Les missions principales de ce mois, et durant toute l’année, consistent à organiser des caravanes de sensibilisation et de dépistage dans divers lieux, afin de toucher un maximum de personnes. Dans des sociétés, des usines essentiellement constituées de femmes, des universités (privées ou publiques), dans les supermarchés, les centres commerciaux, les dispensaires, ou tout simplement dans la rue, à côté d’un souk par exemple, pour toucher un maximum de personnes dont l’objectif initial n’était pas de se renseigner. Bien sûr, nous organisons fréquemment des visites aux patients dans les hôpitaux de Tunis et principalement ceux d’Abderrahmen Mami et Salah-Azaïz, c’est d’ailleurs là que le Dr Khaled Ben Rahal exerce. Dernièrement, nous avons organisé la 5e édition de la Marche Rose, en collaboration avec l’association Kolna Nemchiw et l’ambassade de France en Tunisie. Les 23 et 25 octobre prochains, rendez-vous à El Menzah 6 et à l’Institut Français pour des séances de dépistage et de sensibilisation. Un groupe de médecins expérimentés ainsi que divers intervenants seront présents pour répondre à toutes les questions.

 

Quel message voulez-vous adresser à nos lecteurs ?

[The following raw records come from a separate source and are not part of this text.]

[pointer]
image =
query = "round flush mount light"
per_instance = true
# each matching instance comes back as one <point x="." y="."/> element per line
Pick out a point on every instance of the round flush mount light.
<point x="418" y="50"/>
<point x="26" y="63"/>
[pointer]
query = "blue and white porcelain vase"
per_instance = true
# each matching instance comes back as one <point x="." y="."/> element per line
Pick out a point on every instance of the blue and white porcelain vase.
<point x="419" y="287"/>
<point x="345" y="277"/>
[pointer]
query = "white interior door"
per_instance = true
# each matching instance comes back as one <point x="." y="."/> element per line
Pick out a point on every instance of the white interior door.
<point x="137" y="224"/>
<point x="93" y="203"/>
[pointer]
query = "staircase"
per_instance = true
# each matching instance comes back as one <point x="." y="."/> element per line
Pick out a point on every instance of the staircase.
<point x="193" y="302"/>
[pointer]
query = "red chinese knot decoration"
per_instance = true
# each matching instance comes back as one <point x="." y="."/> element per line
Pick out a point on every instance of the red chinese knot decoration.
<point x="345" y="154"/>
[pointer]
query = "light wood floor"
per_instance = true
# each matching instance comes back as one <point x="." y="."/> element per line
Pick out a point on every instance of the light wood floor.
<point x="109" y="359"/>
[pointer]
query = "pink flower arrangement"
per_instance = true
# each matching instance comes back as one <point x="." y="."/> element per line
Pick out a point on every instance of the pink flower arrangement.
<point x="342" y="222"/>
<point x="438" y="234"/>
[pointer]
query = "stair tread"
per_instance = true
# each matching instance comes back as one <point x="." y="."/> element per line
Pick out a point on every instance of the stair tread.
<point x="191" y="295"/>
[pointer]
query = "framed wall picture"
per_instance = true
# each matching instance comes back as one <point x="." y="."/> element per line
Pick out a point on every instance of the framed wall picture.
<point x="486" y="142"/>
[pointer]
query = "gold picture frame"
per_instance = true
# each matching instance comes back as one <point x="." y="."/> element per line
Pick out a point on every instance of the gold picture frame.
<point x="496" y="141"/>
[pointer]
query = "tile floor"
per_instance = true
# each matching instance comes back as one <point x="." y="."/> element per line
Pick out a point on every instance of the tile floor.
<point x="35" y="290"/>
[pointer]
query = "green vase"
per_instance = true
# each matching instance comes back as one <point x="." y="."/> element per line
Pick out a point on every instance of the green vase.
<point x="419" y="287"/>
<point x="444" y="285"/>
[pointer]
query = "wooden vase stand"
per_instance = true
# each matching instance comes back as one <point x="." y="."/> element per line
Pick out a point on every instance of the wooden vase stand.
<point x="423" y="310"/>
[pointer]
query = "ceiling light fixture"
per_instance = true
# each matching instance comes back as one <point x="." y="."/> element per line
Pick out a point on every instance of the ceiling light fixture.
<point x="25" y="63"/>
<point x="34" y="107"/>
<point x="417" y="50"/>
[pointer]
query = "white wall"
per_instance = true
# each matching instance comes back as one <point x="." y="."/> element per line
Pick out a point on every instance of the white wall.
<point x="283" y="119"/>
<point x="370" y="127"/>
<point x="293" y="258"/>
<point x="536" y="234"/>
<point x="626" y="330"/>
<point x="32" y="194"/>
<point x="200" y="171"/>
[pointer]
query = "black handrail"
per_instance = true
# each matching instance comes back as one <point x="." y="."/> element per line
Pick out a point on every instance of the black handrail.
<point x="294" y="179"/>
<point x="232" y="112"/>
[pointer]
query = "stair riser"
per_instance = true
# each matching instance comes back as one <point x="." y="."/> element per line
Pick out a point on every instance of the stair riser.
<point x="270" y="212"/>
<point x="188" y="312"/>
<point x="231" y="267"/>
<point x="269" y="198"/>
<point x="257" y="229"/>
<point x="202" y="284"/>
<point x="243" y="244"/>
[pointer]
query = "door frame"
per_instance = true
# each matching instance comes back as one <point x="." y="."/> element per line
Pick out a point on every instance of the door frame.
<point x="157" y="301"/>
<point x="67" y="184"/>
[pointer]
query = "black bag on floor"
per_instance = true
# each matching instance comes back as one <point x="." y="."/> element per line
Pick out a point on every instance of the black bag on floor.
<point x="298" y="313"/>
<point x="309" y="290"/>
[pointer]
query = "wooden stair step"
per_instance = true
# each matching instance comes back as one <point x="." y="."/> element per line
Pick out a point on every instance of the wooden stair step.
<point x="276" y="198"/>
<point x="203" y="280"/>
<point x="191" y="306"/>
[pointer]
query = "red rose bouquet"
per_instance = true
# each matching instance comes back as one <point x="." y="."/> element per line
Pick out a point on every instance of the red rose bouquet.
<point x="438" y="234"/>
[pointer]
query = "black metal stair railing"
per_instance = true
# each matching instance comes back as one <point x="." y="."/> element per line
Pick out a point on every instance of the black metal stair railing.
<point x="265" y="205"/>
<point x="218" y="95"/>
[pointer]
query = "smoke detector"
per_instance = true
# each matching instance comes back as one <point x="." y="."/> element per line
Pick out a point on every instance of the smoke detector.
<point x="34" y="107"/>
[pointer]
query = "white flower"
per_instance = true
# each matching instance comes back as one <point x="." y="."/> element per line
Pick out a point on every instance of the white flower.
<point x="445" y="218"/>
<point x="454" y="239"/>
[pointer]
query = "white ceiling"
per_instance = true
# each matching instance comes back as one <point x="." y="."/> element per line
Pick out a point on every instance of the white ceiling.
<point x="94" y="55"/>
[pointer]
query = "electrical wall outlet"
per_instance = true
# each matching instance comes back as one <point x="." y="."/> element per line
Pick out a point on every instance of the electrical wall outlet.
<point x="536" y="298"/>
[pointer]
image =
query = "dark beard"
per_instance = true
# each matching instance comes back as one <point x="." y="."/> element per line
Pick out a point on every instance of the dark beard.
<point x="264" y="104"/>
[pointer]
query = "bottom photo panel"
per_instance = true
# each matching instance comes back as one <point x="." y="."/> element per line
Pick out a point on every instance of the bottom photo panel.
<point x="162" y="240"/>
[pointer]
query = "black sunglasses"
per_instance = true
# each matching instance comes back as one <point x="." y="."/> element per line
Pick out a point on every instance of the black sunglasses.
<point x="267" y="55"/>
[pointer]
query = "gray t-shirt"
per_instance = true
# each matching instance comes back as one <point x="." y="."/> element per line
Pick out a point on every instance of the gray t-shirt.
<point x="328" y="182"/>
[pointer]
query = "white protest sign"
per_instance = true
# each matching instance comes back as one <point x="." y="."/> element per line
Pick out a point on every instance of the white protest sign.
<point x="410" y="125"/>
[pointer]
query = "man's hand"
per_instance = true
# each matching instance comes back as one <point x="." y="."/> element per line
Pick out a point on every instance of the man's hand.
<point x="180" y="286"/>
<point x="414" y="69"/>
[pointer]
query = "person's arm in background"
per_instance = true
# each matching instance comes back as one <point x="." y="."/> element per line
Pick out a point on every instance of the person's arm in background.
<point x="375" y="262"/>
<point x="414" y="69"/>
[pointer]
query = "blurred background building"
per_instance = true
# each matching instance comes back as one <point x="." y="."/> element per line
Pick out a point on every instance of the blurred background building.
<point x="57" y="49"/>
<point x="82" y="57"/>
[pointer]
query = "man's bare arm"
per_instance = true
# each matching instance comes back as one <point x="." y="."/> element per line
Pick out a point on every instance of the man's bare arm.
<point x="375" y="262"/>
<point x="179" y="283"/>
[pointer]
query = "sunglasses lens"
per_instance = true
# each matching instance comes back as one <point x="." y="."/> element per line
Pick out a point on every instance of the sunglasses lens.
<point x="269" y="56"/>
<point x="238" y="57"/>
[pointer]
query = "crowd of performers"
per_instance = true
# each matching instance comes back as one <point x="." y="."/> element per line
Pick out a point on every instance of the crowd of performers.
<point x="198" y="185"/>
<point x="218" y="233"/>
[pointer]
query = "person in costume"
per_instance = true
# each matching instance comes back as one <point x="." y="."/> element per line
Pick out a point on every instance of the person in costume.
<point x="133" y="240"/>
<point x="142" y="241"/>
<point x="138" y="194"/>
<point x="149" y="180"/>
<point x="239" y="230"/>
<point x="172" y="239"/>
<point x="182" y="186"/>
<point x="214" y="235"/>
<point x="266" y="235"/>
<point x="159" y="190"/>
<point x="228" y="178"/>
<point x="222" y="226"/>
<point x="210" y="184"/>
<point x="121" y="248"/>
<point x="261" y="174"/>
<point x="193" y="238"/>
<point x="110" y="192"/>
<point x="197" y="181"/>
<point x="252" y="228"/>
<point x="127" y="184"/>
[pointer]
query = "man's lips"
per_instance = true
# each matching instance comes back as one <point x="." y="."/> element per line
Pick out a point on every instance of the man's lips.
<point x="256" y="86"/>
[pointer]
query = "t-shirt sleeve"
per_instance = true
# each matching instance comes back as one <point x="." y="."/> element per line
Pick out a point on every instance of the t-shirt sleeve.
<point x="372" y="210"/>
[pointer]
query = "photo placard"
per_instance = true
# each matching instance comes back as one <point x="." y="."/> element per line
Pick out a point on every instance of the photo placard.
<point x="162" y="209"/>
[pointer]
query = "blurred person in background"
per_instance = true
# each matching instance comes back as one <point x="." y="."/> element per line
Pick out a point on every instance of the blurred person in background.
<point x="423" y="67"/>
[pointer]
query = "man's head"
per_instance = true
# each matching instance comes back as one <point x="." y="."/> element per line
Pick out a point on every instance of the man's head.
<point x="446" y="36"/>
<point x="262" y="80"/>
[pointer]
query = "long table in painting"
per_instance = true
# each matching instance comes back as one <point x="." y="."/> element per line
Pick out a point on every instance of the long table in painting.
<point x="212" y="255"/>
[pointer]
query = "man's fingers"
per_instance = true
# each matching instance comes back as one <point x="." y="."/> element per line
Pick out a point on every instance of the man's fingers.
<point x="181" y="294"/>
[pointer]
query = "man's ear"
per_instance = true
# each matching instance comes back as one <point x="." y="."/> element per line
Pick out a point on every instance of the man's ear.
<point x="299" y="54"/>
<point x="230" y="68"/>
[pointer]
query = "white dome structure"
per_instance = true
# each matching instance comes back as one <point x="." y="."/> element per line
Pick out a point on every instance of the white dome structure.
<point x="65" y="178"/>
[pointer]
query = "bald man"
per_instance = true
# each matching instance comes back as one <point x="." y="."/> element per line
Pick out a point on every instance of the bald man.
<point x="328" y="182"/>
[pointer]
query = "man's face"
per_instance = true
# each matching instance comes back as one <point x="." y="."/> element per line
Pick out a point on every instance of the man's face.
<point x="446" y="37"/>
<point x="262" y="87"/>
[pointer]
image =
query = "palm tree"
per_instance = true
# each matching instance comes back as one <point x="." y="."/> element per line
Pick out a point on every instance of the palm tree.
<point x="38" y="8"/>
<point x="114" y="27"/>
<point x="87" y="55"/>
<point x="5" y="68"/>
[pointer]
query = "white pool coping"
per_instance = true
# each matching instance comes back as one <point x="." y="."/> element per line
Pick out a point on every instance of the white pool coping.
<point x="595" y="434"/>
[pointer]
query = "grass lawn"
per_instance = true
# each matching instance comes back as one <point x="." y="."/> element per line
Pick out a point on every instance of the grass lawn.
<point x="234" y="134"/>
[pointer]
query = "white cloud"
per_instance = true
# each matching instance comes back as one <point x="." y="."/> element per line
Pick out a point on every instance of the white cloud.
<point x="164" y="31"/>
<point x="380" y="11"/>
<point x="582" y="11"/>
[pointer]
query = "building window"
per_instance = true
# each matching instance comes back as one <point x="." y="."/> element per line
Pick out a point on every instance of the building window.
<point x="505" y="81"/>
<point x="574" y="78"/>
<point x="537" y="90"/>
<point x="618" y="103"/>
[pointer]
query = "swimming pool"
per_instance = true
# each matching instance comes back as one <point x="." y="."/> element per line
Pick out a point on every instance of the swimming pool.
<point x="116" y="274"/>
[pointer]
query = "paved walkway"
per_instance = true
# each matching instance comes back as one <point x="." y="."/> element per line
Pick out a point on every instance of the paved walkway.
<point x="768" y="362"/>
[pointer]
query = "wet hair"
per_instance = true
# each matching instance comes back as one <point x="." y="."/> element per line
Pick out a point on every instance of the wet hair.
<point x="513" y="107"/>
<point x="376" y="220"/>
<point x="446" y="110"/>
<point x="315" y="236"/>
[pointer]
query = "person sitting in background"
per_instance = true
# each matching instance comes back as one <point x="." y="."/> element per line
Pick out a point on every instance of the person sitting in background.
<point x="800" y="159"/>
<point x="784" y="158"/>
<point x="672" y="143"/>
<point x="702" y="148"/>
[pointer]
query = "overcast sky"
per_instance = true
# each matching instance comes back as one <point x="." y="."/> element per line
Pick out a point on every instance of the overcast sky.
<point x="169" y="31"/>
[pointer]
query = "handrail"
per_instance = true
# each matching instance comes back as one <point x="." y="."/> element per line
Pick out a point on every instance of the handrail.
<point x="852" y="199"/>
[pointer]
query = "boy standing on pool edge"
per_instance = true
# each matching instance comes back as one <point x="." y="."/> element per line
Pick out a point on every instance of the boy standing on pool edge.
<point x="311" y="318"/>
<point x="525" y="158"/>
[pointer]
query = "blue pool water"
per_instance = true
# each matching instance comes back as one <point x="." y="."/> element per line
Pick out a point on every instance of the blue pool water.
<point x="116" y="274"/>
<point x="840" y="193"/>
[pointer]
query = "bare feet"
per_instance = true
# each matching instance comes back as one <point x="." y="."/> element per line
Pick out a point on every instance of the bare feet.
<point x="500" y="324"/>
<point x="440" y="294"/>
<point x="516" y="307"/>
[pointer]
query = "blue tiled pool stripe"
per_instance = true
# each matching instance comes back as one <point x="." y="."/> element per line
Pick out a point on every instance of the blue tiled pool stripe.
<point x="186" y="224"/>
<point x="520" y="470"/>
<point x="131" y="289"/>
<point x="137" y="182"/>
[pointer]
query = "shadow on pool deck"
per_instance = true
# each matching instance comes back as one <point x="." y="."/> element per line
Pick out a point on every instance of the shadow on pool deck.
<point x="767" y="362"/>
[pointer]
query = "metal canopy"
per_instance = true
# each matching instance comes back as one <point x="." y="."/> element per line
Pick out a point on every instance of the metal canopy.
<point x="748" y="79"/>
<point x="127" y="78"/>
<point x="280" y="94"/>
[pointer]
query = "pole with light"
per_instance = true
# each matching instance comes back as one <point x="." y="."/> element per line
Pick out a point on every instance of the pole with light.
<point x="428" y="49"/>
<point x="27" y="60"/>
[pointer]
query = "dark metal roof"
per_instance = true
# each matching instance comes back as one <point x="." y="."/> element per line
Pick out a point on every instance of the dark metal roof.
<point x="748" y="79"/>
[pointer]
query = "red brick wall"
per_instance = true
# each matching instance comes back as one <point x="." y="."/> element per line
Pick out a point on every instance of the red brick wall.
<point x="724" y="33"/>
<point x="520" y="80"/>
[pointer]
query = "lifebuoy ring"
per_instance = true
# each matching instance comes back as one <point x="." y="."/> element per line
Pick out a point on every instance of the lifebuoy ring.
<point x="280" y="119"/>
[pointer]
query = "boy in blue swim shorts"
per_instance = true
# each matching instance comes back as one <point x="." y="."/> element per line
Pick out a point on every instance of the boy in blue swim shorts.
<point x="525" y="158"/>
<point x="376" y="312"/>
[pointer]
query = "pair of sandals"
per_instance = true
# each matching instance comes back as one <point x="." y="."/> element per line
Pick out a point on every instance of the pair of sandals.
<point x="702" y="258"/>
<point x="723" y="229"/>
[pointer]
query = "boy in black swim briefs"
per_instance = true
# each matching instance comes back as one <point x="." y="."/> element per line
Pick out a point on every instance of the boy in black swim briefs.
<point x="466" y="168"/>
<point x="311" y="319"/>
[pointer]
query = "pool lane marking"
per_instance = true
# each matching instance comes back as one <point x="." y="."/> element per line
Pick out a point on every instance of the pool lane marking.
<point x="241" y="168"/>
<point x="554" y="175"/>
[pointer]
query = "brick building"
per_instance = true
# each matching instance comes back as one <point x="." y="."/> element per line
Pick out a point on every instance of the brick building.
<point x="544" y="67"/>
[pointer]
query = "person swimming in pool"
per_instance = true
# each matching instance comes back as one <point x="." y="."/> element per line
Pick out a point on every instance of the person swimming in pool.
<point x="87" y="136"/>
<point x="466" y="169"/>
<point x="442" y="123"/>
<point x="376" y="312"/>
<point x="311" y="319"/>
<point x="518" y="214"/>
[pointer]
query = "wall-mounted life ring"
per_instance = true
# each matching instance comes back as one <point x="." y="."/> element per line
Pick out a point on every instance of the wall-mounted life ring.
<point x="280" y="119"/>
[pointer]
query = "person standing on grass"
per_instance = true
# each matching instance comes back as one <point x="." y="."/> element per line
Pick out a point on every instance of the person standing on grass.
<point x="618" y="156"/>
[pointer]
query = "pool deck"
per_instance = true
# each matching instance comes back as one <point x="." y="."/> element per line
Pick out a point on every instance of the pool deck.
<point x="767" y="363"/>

Je dirais avant tout aux patients atteints du cancer de ne pas avoir peur. Il faut avoir de l’espoir en se battant contre la maladie, car après les moments d’épreuves il y a toujours une renaissance à l’horizon. Car, bien sûr, on guérit de la maladie. Il est primordial de s’informer afin de savoir comment aider les patients et les accompagner tout au long du processus. Enfin, un message à la société, qui doit s’efforcer de se débarasser des   tabous au sujet de la sensibilisation et l’idée reçue qu’un cancer rime avec la mort. J’appelle en ce sens aux dons et aux nouveaux bénévoles, qui seront les bienvenus dans cette lutte qui s’opère toute l’année et au quotidien.